The First-tier Tribunal held that:

  • the appellant was not entitled to levy an administration charge for the late payment of rent in reliance on Clause 4.1 because: (a) looking at the lease as a whole, if the landlord had intended to be able to levy an administration charge for late payment of ground rent, it would have included such a provision in the Eighth Schedule; and (b) the words “indemnify the Lessor against all actions proceedings costs claims and demands” in Clause 4.1 had to be construed ejusdem generis and that this clause was designed to protect the lessor from claims made against it, that it was defensive in nature and was not intended to apply to situations where the Lessor took the initiative and instigated action against the Lessee.
  • the appellant was ordered to reimburse the fee of £65, which Mr Moody had incurred in making his application.


The issues on appeal were:

  • whether the FTT was right to find Clause 4.1 did not entitle the appellant to recover the administration charges including the £50 charge for sending the final demand letter; and
  • whether the appellant was required to reimburse to Mr Moody the application fee of £65.

Decision on appeal

In dismissing the appeal, the Upper Tribunal held:

  • The FTT came to the right conclusion and Clause 4.1 does not enable the appellant to levy an administration charge or to recoup the costs of its own solicitors in preparing to enforce the respondent’s obligation to pay ground rent:

“Clause 4.1 is a covenant of indemnity intended to protect the lessor against the adverse consequences of a breach by the lessee of its obligations to the lessor.

…The question in any case where it is sought to rely on such a covenant is whether the lessor has come under an obligation to make a payment to someone else “in respect of” some breach of obligation owed to the lessor by the lessee: has A's breach given rise to B's liability to C? If the lessor has come under such an obligation the covenant requires the lessee to indemnify the lessor against the cost it has incurred in meeting that obligation.

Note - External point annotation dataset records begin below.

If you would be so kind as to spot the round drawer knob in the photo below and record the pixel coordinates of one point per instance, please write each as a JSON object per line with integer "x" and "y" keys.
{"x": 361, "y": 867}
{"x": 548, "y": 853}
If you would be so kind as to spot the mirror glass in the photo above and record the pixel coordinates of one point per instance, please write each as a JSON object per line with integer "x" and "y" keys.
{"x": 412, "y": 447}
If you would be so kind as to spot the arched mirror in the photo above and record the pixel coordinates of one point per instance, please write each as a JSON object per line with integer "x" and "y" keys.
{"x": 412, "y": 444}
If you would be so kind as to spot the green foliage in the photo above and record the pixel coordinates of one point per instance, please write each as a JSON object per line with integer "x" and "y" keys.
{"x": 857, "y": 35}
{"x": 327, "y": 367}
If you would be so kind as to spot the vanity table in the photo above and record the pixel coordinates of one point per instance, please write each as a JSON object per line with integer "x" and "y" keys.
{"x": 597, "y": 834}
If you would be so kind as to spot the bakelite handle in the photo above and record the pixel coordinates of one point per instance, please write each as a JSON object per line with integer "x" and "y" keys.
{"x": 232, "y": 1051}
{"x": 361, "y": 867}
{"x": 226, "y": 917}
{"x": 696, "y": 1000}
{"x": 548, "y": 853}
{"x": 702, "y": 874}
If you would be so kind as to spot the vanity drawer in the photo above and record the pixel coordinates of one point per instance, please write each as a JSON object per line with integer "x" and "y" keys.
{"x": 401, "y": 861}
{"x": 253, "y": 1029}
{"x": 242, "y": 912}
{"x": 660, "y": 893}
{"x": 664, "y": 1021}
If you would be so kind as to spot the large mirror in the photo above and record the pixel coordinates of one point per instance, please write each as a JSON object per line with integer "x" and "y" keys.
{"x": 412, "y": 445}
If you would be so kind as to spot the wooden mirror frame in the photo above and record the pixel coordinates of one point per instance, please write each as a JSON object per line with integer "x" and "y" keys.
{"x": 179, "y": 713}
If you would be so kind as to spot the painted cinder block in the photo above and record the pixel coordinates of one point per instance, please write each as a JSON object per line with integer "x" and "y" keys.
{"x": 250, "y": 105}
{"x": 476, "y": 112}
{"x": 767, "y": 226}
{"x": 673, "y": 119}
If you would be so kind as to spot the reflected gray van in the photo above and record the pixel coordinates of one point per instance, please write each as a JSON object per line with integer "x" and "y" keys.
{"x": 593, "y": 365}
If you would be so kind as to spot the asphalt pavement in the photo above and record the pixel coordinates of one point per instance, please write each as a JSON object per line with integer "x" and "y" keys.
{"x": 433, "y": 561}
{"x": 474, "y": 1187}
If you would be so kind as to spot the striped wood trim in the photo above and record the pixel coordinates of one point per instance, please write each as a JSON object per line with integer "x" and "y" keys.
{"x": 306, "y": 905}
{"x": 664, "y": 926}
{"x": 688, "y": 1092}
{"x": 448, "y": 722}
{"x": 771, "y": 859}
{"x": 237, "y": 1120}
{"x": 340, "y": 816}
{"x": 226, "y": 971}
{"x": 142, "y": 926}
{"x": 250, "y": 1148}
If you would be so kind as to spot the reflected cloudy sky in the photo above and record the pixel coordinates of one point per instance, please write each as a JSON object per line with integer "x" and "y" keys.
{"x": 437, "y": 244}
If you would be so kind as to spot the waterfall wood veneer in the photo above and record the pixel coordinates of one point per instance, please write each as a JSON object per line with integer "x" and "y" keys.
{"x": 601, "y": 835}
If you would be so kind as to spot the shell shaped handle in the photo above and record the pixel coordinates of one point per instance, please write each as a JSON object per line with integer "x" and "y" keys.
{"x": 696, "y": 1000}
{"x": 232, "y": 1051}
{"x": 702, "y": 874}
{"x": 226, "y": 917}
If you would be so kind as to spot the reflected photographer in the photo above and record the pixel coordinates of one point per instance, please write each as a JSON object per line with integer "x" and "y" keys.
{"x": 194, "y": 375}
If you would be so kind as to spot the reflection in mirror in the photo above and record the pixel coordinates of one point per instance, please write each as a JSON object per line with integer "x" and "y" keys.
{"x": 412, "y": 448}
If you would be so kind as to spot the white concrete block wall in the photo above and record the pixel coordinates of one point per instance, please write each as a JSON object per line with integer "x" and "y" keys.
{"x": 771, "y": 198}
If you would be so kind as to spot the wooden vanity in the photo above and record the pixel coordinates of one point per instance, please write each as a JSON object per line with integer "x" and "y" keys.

…The “actions, proceedings, costs, claims and demands” against which the lessor is entitled to be indemnified are clearly actions, proceedings, claims and demands made against the lessor, and the addition of “costs” to the list does not convert the lessee's liability into one for any costs which the lessor may incur as a result of taking steps of its own against the lessee. The “costs” in question are of the same type i.e. the costs of a third party as a result of the lessee's breach, for which the third party is entitled to look to the lessor for reimbursement. A covenant of indemnity is not the same as a covenant to reimburse the lessor's own costs incurred in taking steps to enforce the lessee's obligations.”

  • The appellant's second ground of appeal (that it should not have been ordered to reimburse the £65 application fee, because it should have succeeded in the application) must fail as the Upper Tribunal had determined that the FTT reached the correct conclusion on the main issue.